そんな中でキーボードが乱暴に打ち鳴らされる音だけが響いている。
周辺のデスクは資料だかゴミだかわからない紙束の山で覆いつくされ、まるで空き巣にでも入られたかのような散らかり具合だ。
「う~ん……」
「な~に唸ってんだよ……って、お前! 今、仕事中だぞ!」
人が一生懸命パソコンで調べものをしていると、午後から取材だと言って、準備やら何やらで、バタバタしていた同僚が、勝手に画面を覗き込んできた。
ったく。
皆、取材や出張で外出しているから、絶好のチャンスだと思ってたのに。
なんで口煩いコイツが残ってたんだよ。
大体、今日の私の仕事はデスクワークだけで、その主たるものは、お前が取材してこなきゃ書けない原稿だっつぅーの。
そんな気持ちを抑えながらも、短気な私はつい可愛げのない言葉を言ってしまう。
「そうだよ? だから仕事になるネタ探ししてるんじゃん!」
「そのネタは駄目だ! 駄目に決まってるだろ?」
「何でよ? あんただって怪しいと思わないの?」
「そりゃぁ……多少はなぁ……」
「でしょう? もし、今まで発表や報道されている事以外に何かあれば、一大スクープじゃない?」
「馬鹿! 例え、大スクープを手に入れられたとしても、うちみたいな弱小出版社なんか……」
「悪かったなぁ。弱小で!」
厳つく、人相の悪い。
もし、そこら辺を歩いていてすれ違ったとしたら、間違いなくあっち系に思われる雰囲気を漂わせた強面の屈強な男が私と同僚の間に割って入り机を思いっきり叩いた。
ドスの利いた声。
目は三角になっている。
うん。
これは誰がどう見ても、明らかに怒っている。
こういう時は、触らぬ神に祟り無しなんだけど……
「あ、お、俺。これから、取材なんで! ほ、ほら。午後一時から女優の神無月亜里沙の婚約発表……」
「え? ちょっと待ちなさいよぉ!」
「じゃ、社長! 行って参ります!」
「ちょっ! 松山ぁぁぁぁ!」
手を伸ばして必死に彼を止めようとしたが、間に合わなかった。
バタンッと扉が閉まる音だけが虚しく響き、一足先に、怒らせた張本人が逃げていきやがった。

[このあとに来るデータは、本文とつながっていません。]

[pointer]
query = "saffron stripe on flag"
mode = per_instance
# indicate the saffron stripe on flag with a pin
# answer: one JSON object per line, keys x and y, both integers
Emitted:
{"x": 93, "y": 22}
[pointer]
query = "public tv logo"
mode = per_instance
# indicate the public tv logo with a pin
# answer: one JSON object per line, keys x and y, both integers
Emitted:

ちらりと横を見ると、普通にしていても怖いのに、その顔に武骨な笑顔を浮かべて、こちらを見ていた。
「さてと。米澤。お前、また、こんなもんの情報探してたんか?」
パソコンを指差しながら、尋ねてきた。
今、口を開いたら、さっき、同僚……松山に言った事と同じ事を繰り返してしまうだけになりそうなので、ただ、コクリと頷いて、社長の顔をジッと見た。
すると、その顔から笑みが消え、いきなりグシャグシャグシャッと頭を撫でられ、そのまま手を頭に置いたまま社長が話し出した。
「ま。お前の気持ちは分かるぞ。公式ホームページでも、どこの報道でも、いい事しか言わない、胡散臭い計画。そんな計画のせいで、お前の唯一の肉親が、あの施設に連れて行かれたんだもんな……」
その言葉に思わず目の前がボヤける。
これは涙なんかじゃない。
そう思うのに、つい、祖母を思うと涙が出て来てしまう。
小学校の時、不慮の事故で両親を亡くした自分を厭な顔一つせず、すぐに引き取って育ててくれた祖父母。
祖父が病気で亡くなってからは、二人でずっと仲良く過ごしてきた、たった一人の肉親。
誰よりも大切で。
かけがえのない存在だった。
その恩返しという訳ではないけれど、国や政府機関なんかに頼らず、祖母を最後まで自分の手で面倒を見ようと決めていたのに。
政府の執行した計画は、誰一人として例外はなく。
無差別に規定の歳に達すれば、皆、何があろうと収容される。
『楽園』なんて、聞こえはいいけれど、わざわざ、物騒な雰囲気を醸し出した人間が迎えに来て、逃げられないように両脇を抱え車で連れ去っていく様子は、まるで『監獄』にでも収容するかのようで。
なんとも言えない嫌な気分になり、いつか必ず祖母を助け出すと心に誓った事を、今でも思い出す。
こんな所で、泣いている場合じゃないのに。
涙を引っ込めようとなんとか我慢していると、鼻水が垂れてきそうになり、思わずズズズッと啜る。
すると今度はポンポンっと頭を軽く叩き「向うは正攻法では、絶対に尻尾はださねぇぞ」と、低い声で言った。
今までは松山同様、社長もこの件に関して首を突っ込む事を良しとせず、他出版社や、テレビ各局のように、政府指導の元、あの島での取材……取材と言う名の、政府の支持率を上げる為の宣伝ツアーにすら、一切関わろうともしなかった。
しかし、今の一言は、都合のいい解釈をすれば“正攻法でなければ、少しでも真実に繋がる物が見つかる” という事ではないのか?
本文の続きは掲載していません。